A war is but a loser’s game

by Farrukh Dhondy

I can’t remember which teacher it was who ventured to tell us about the Battle of Thermopylae all those years ago. Three hundred Spartans held the pass at the aforesaid place against the invading hordes of the Persian Emperor Xerxes. The 300 of the title faced a million Persians. Our class was told that this was one of the episodes of history in which the valiant — who shall taste of death but once — fought against the cowardly, deceitful, callous weight of Persian numbers and I cheered for the Spartans.

All over the world the populations of countries such as India, outside the ambit of Western power, go to the movies and cheer for the cowboys — until they realise that they are the Indians. The pull of myths that serve the West is stronger than any historical self awareness, unless it is mediated by ideological powers that forbid Western films and control the minds of the young — as I imagine happens in Iran or in Al Qaeda training camps.

I remember drinking Oliver Stone’s wine on the beaches of Goa as the sun set on the last film of that city’s film festival one year. Olly, the dupe, was showing Alexander. I was standing with Derek Malcolm, eminent British film critic, when some stray camera crew seeking easy prey came up to us.

“What did you think of the film?” asked the raven-haired-temptress of a news-gatherer.

“You expect me to have watched that rubbish? It’s like asking a Jew if he saw a film extolling Third Reich.”

“Oh why is that?”

“Why? Because I am a Zoroastrian and claim direct descent from King Darius the III, whose empire this bandit Alexander from barbaric Macedonia laid to waste. The bastard killed a lot of people, took thousands of my fellow Zoroastrians into slavery and in the worst act of vandalism in ancient times, set fire to the palaces and libraries of Persepolis! How would you feel if you were French and some British football hooligans set fire to Paris, the Louvre and all? ”

“This film offends minorities!” I say, hoping to provoke a political incident with the Parsees of Dadar rising up in martial pride and surrounding the American and Greek consulates.

“Not only minorities, Farrukh,” says Derek Malcolm, stealing my thunder. “It offends majorities who see it.”

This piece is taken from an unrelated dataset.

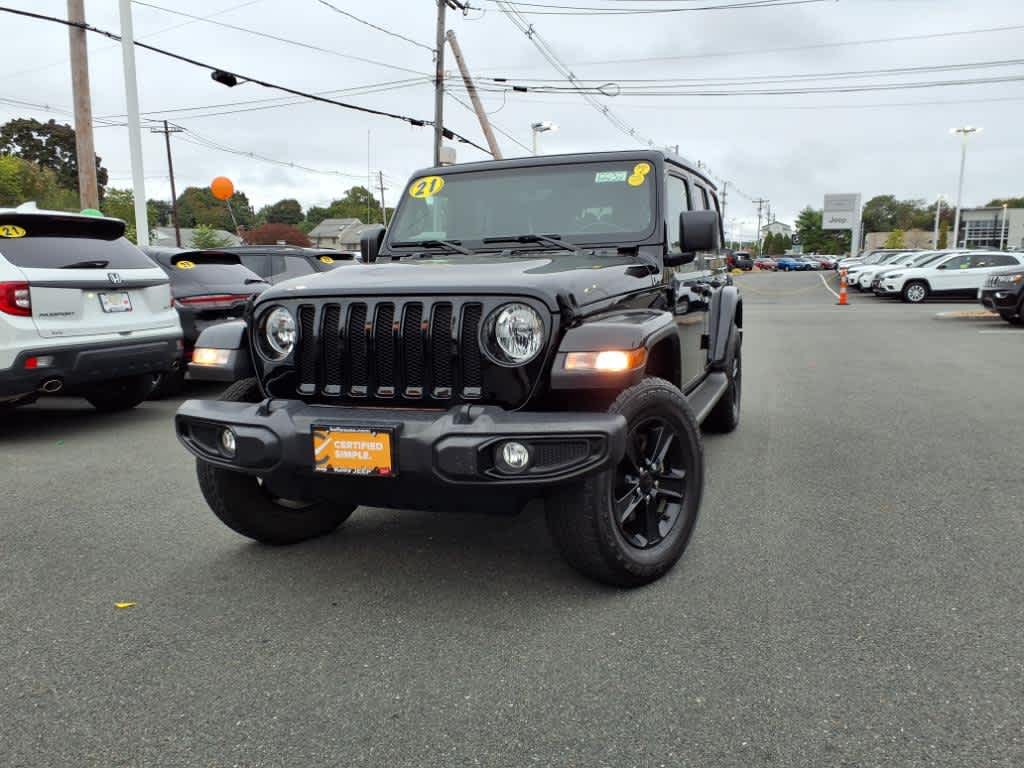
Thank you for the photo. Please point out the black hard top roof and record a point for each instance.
(657, 157)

And so we come to the second ideological venture of the West against Iran. The modern Iranian state has protested against the film. I really don’t see what right the modern Iranians have to protest. They are the victims of faulty or forgetful history. They choose to ignore the fact that the great Zoroastrian civilisation of Iran was wiped out by nomadic Arab tribes bent on converting continents to Islam. They are the descendants of the discontinuity caused by the Muslim invasions of Persia in the 7th and 8th centuries and as such have no claim on Xerxes or his deeds.

The Muslim invasion of Persia did no less to the Sassanian Zoroastrian city of Ctesiphon than Alexander did to Persepolis. Worse, they vandalised the city and carried away the materials to build Baghdad. Not nice.

The Tigris and the Euphrates no longer belong to them — the Arabs and Iranians have made a divide over which millions lost their lives in a war. I can appreciate that Iranians feel that the latest film is opportunely made and released at a time when the West wants to demonstrate its military supremacy over Iran.

My own inclination to go down to the Greek embassy and throw stones is mitigated by the fact that as far as Xerxes was concerned, the little affair of Thermopylae was a tick in the camel’s coat, a skirmish on the remote borders not worth bothering about. And yes, perhaps 300 did face millions, but military strategy is not purely a matter of the numbers that confront each other. It depends on how and where the advantage is. Iraqi armies in their thousands recently faced just three Americans and suffered heavy defeat — the Americans were flying overhead in a bomber plane.

Now I must go and see if the film is worth these words.